Salvini lo sa, ed è per questo che, visibilmente su di giri come fosse alla consolle del Papeete, apre di buon mattino una diretta Facebook e per mezz’ora sputa rospi e fuoco, camminando nervosamente sotto lo sguardo di centinaia di migliaia di visitatori. Mentre parla velocemente, controlla il fluire dei messaggi istantanei, e li respira come fossero una droga che lo stimola, lo rincuora, lo incita. «Pensate che io molli? Mai, mai» (frasi che ripeterà per tutto il giorno ad ogni intervista). Annuncia le prossime tappe del tour che ha intrapreso nel Paese per tentare di riconquistare il terreno perso, l’«appuntamento di popolo» del 15 settembre a Pontida, i «gazebo in tutta Italia il 21 e 22 settembre per chiedere il rispetto del voto». E lancia una sorta di “marcia su Roma”, che non è proprio il 28 ottobre (anche perché il 27 si vota in Umbria e la Lega teme la possibile alleanza regionale tra Pd e M5S), ma è il 19 ottobre.

«Sarà la giornata dell’orgoglio italiano, da nord a sud – incita il leader leghista – della maggioranza silenziosa, laboriosa, operosa. Che vuole un governo che nasca in Italia, non a Parigi, Berlino o Bruxelles e che viene ricompensato per aver mandato via quel “nazista” di Salvini».
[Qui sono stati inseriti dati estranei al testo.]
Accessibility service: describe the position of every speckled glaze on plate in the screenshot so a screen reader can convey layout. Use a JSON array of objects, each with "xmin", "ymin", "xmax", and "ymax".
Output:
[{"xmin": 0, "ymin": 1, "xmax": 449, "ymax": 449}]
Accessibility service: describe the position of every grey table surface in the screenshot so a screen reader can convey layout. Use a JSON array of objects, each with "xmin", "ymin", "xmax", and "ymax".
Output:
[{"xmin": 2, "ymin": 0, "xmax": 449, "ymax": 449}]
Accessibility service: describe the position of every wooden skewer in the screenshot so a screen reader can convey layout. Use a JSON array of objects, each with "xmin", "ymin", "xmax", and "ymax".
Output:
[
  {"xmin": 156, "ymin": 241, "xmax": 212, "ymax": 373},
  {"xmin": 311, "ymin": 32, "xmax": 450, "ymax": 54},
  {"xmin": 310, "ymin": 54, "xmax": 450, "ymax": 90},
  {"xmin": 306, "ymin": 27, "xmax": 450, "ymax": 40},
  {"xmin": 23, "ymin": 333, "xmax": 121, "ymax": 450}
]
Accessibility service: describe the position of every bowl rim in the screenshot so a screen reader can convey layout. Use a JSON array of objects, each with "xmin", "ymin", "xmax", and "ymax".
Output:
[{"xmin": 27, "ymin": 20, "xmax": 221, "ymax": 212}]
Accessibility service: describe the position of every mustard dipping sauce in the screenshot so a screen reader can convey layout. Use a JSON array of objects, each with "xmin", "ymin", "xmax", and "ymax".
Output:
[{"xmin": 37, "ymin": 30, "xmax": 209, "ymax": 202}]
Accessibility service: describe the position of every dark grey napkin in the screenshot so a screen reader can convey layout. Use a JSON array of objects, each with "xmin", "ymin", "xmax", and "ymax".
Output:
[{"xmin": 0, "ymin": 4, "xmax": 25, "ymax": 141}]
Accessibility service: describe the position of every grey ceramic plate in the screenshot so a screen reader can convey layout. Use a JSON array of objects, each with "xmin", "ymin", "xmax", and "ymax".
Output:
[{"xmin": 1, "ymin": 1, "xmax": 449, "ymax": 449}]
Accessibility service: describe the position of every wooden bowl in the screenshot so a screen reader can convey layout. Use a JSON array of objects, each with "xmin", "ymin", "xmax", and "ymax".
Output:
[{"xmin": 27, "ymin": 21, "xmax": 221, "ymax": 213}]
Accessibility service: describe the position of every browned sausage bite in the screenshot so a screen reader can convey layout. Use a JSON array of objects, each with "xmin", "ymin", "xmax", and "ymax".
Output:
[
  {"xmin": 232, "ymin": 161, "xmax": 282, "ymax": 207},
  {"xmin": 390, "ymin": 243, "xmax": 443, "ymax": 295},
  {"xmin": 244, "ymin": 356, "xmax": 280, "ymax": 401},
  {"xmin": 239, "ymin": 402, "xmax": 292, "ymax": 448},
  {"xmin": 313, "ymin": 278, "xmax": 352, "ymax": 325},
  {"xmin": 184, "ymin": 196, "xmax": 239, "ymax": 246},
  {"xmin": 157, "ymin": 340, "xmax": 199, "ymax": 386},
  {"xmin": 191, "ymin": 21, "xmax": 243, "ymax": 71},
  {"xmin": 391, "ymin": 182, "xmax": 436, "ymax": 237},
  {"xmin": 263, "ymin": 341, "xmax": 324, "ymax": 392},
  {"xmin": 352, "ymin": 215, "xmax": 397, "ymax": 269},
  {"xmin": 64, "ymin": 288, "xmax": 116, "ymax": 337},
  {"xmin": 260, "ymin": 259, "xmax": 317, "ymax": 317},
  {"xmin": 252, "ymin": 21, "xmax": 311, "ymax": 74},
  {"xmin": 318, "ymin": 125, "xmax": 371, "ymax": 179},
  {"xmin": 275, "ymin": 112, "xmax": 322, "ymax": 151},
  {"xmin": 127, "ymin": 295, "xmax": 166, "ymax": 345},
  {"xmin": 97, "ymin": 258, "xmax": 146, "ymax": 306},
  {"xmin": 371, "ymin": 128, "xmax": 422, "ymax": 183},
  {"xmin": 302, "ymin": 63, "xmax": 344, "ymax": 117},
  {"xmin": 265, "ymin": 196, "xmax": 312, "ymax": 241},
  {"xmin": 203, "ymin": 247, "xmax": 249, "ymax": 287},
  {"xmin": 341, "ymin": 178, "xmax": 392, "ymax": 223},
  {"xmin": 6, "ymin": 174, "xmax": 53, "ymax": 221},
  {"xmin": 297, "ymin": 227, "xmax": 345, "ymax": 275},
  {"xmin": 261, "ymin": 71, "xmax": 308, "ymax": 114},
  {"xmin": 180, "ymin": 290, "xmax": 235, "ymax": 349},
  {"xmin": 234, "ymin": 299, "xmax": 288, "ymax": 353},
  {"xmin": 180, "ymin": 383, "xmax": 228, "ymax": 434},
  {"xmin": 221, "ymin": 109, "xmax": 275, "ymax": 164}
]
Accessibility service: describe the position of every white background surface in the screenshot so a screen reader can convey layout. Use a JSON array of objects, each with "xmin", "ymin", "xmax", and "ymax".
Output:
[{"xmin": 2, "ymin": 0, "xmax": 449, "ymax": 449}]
Il riferimento è all’ex commissario Ue al Bilancio Guenther Oettinger che ha accolto il nuovo governo Conte con fin troppo entusiasmo: «Bruxelles – ha detto ieri in un’intervista l’esponente della Cdu – è pronta a fare qualsiasi cosa per facilitare il lavoro del governo italiano quando entrerà in carica e per ricompensarlo». Un’occasione ghiotta per Salvini che grida ancora al complotto: «Parole disgustosamente chiare, di una gravità, di una volgarità incredibile.

Ricompensare per cosa? Cosa è stato svenduto?», ribatte. Anche se l’ultrà rigorista tedesco si riferiva ad un aiuto sul fronte dell’immigrazione: «Ci sarà più spazio per una politica sociale – aveva infatti aggiunto Oettinger – anche se i socialdemocratici sanno bene che il debito illimitato nell’eurozona è un danno per tutti».

Di contro però il segretario della Lega ha incassato ieri una manifestazione di «altissima stima e gratitudine» dal premier ungherese Viktor Orbán che in fondo tanto bene non gli ha mai voluto (basti ricordare il no al gruppo nell’europarlamento e le battutine alle sue spalle insieme alla cancelliera Merkel) ma al momento dei saluti tira fuori il fazzolettino: «Posso assicurarti che noi ungheresi non dimenticheremo mai che sei stato il primo leader europeo occidentale a voler fermare il flusso dei migranti illegali in Europa attraverso il Mediterraneo – gli scrive in una missiva Orbán – A prescindere dai futuri sviluppi politici in Italia e dal fatto che apparteniamo a partiti diversi in Europa, ti consideriamo un compagno di battaglia nella lotta per preservare le radici cristiane dell’Europa e fermare l’immigrazione».

Ma Salvini ora viaggia solo. Rifiuta pure l’invito di Giorgia Meloni a scendere in piazza insieme «non tra due mesi ma subito», «quando si voterà la fiducia al nuovo governo». Sta preparando la riscossa: «State tranquilli, non vi liberate di me con un giochino di palazzo, io non mollo. È solo un momento di attesa», è la haka del leghista che chiede ancora al presidente Mattarella di «restituire la parola non al dittatore Salvini, ma al popolo». Per rispetto della «democrazia» e «delle regole». Oggi però in barba alle regole e alla prassi non farà parte (stessa decisione l’ha presa Meloni con FdI)della delegazione del proprio partito che incontrerà per le consultazioni il premier incaricato Conte.